Experimental and Modeling Results

A 2 × 2 repeated measures ANOVA on the percentage of “yes” responses revealed a significant old/new effect [F(1,29) = 167.77, P < 0.001, ηp2 = 0.85]. Old items produced more “yes” responses. Moreover, a significant effect of co-occurrence was obtained [F(1,29) = 21.91, P < 0.001, ηp2 = 0.43], but no significant interaction (F < 1). The planned comparison revealed that high co-occurrence new stimuli produced a greater “yes” response rate (M = 0.2; SE = 0.02) than low co-occurrence new stimuli [M = 0.13; SE = 0.02; t(29) = 3.80, P < 0.001]. High co-occurrence old stimuli (M = 0.76; SE = 0.04) produced more “yes” responses than low co-occurrence old stimuli (M = 0.69; SE = 0.03; t(29) = 3.02, P < 0.005]. Averaged across participants, the z-ROC slopes were 0.66 in the low co-occurrence condition and 0.70 in the high co-occurrence condition. Figure 2 displays the empirical z-ROCs with slopes smaller than 1.

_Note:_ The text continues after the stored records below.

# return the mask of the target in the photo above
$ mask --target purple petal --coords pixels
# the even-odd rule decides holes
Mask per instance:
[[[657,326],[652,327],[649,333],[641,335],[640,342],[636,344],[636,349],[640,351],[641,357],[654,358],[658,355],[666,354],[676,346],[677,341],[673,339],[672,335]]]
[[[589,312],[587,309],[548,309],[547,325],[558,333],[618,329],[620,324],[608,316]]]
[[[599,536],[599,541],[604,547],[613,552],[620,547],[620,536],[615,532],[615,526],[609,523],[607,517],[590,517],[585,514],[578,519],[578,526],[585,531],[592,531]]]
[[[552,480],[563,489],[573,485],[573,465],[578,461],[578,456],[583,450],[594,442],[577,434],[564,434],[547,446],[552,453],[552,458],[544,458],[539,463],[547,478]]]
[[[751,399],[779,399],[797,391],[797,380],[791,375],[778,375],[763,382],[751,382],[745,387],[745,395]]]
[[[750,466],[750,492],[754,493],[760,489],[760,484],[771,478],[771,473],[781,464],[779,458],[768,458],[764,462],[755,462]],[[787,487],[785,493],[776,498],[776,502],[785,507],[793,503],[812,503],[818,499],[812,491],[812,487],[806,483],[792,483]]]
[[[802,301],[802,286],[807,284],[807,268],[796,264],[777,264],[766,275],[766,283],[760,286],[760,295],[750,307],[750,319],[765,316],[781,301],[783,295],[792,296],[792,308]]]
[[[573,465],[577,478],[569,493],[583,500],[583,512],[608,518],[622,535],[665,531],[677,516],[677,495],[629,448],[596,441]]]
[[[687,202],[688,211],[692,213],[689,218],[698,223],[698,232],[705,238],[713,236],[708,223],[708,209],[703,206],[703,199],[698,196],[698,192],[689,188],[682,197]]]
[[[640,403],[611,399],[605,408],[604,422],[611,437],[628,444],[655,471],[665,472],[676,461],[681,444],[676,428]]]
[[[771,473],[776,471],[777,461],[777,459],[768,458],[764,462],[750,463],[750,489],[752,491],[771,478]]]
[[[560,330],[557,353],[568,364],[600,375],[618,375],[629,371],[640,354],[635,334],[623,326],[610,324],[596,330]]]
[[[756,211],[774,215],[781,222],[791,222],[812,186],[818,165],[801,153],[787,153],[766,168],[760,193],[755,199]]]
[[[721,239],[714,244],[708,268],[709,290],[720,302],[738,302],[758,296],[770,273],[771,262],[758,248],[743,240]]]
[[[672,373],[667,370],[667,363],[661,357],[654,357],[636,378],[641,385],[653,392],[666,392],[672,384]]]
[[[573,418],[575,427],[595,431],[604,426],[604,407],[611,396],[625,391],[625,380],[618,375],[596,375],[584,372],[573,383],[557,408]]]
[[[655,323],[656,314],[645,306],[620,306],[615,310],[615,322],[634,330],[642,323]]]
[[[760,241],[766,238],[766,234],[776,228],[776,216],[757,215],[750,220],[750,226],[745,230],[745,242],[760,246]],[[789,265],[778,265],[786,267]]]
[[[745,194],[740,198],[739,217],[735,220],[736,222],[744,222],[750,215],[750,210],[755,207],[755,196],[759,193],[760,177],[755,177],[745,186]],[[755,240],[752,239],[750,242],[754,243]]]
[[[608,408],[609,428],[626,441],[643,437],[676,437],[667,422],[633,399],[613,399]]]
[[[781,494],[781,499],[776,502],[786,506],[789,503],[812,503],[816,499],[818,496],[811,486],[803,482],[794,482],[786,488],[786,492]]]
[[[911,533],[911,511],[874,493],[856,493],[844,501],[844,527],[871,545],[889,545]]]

All 5400 parameter sets used for optimal parameter estimation revealed a greater AMSS variance for old than for new target items (Figure 3). The least squared differences between the modeled and the empirically obtained z-ROCs for low and high co-occurrence items were obtained for the parameters of αoa = 0.09, αaa = 0.03, γaa = 0.04, ρnew = 0.05, ρold = 0.07, and κ = 10.09. The parameters were fixed at these values. Simulated z-ROC slopes were 0.75 and 0.77 for the low and high co-occurrence conditions, respectively. For both co-occurrence conditions, the modeled z-scores for the five criteria of the new and old items were tested for their capability to predict the 10 z-scores empirically obtained (cf. Jacobs et al., 2003): the model’s z-scores accounted for 99.61% of the variance of the low co-occurrence data [F(1,9) = 2044.85; P < 0.001; RMSD = 0.07], and 99.05% of the high co-occurrence z-scores [F(1,9) = 834.45, P < 0.001, RMSD = 0.10]. The behaviorally obtained z-ROC slopes of the low and high co-occurrence conditions for the individual participants did not differ significantly from the z-ROC slopes predicted by the model [t(29) = 0.17; t(29) = 1.55; Ps > 0.1]4. The new target items AMSS scores accounted for 14.32% of the variance of the “yes” response probabilities [F(1,79) = 13.04], and the old targets for 10.45% [F(1,79) = 9.10; Ps < 0.001; RMSDs = 0.08].

Figure 3.

Figure 3

AMSSs of the word units predicting the empirical “yes” response probabilities of each of the new and old items.

General Discussion

The present study provides two novel IAM features: relying on Hebb’s proposal that the repeated co-exposure of stimuli leads to their “association” (Hebb, 1949), we correctly predicted that a higher amount of associations in the stimulus set lead to higher proportions of “yes” responses to non-learned and learned items in recognition memory for words. Second, we extended a localist connectionist word recognition model by an associative layer, and showed that this AROM predicts recognition memory performance from the core cross-condition level of ROCs down to the fine-grained item-level.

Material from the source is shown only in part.